Sophie negó con la cabeza, sin poder hablar, sin aliento: Posy le había enviado el aliento a Escocia.
El magistrado exhaló un cansino suspiro y se pasó la mano por sus ralos cabellos rubios. Miró a Posy, después a Sophie, después a Araminta y después a Benedict.
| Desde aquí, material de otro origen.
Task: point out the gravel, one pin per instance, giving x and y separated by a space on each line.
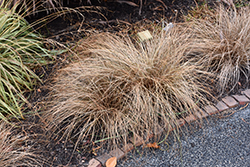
220 142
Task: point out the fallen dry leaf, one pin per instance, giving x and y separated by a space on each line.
111 162
153 145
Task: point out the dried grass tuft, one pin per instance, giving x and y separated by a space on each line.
124 87
12 150
223 46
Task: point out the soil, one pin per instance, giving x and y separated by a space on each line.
115 17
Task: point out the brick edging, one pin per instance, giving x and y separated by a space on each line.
226 103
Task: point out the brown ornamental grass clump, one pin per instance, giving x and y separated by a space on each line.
119 86
223 46
13 151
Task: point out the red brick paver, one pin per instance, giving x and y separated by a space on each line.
94 163
118 153
221 106
103 158
137 140
210 109
158 132
242 99
230 101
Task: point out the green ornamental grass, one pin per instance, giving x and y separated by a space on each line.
21 49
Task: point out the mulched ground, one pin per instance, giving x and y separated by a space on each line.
123 17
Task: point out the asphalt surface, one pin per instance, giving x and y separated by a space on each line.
221 142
Lady Bridgerton se aclaró la garganta, obligándolo a mirarla a ella también.
– Es evidente que esto es muchísimo más que una pinza de zapato robada -dijo el magistrado, con una expresión que decía a las claras que preferiría estar en cualquier otra parte.
– Pinzas -corrigió Araminta sorbiendo por la nariz-. Eran dos.
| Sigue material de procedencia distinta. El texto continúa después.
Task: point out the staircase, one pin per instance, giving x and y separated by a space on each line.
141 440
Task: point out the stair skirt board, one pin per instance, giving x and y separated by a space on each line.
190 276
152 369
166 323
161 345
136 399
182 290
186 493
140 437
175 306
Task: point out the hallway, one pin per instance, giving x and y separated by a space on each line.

– Sean una o dos, está claro que hay odio entre ustedes, y antes de condenar a nadie quiero saber por qué.
Durante un instante nadie habló, y de pronto hablaron todos a la vez.
– ¡Silencio! -rugió el magistrado-. Usted -señaló a Sophie-. Comience.
Al tener a todos los presentes pendientes de sus palabras, Sophie se sintió tremendamente tímida.
– Eehhh…
El magistrado se aclaró la garganta, muy audiblemente.
– Lo que dijo él es correcto -se apresuró a decir Sophie, señalando a Benedict-. Soy hija del conde de Penwood, aunque él nunca me reconoció como a tal.
Araminta abrió la boca para decir algo, pero el magistrado le dirigió una mirada tan fulminante que volvió a cerrarla.
– Viví en Penwood siete años antes de que ella se casara con el conde -continuó Sophie haciendo un gesto hacia Araminta-. El conde decía que era mi tutor, pero todos sabían la verdad. -Calló un momento, al recordar la cara de su padre, pensando que no debía sorprenderla el no poder imaginárselo con una sonrisa en la cara-. Me parezco mucho a él.
– Conocí a tu padre -dijo lady Bridgerton dulcemente-. Y a tu tía. Eso explica por qué desde el principio he tenido la impresión de que ya te conocía.
Sophie la miró y le sonrió, agradecida. En el tono de lady Bridgerton había un no sé qué muy tranquilizador, que le produjo un agradable calorcillo interior y la hizo sentirse un poco más segura.
– Continúe, por favor -dijo el magistrado.